SYDNEY (Reuters) -Australia’s central bank expects the economy to return to growth in the current quarter after an outbreak of the Delta variant of COVID-19 derailed a recovery, but still does not expect to raise interest rates until 2024, board minutes showed on Tuesday.
The bounce-back, helped by rising vaccination rates that have allowed New South Wales and Victoria states to start reopening after months-long lockdowns, would be slower than the pick-up a year earlier after the first wave of COVID-19, minutes of the Reserve Bank of Australia’s Oct. 5 policy meeting showed.
“In the central scenario, the economy would return to growth in the December quarter and to its pre-Delta path in the second half of 2022,” the RBA said.
Surging housing prices and credit were discussed by the Board, which felt that while tighter monetary policy would slow the housing frenzy it would also lead unacceptably to fewer jobs and lower wages growth.
Instead, the Board saw enforcement of lending standards and loan serviceability requirements as the appropriate tools to manage the surge. The banking regulator increased mortgage serviceability buffer requirements on Oct. 6.

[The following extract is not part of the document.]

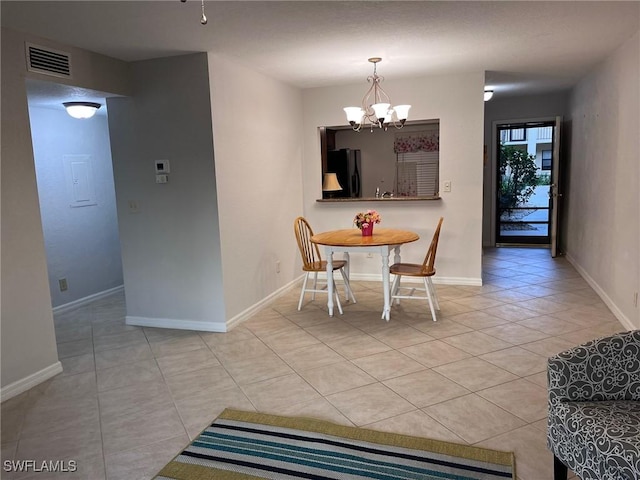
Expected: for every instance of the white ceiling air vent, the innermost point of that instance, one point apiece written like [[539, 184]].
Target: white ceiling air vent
[[48, 61]]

“If housing prices and lending remain firm into 2022 we could see a further lift in the serviceability buffer,” Commonwealth Bank senior economist Katrina Clifton said in a report.
The RBA slashed its official cash rate to a record low of 0.1% last year to support the economy during the pandemic, and has since consistently said it does not expect to raise interest rates before 2024 given sluggish wages growth and inflation.
Markets however have been pricing in rate rises before then, particularly as some other central banks, including neighbouring New Zealand, have started to tighten policy.
David Plank, ANZ Bank’s head of Australian economics, noted the April 2024 government bond has been trading above the RBA’s 10 basis point yield target, and said if that persisted, the market might see it as a change to guidance on the rate outlook.
“We expect the RBA to come into the market in the next day or two, unless the yield drops sharply,” he said in a report.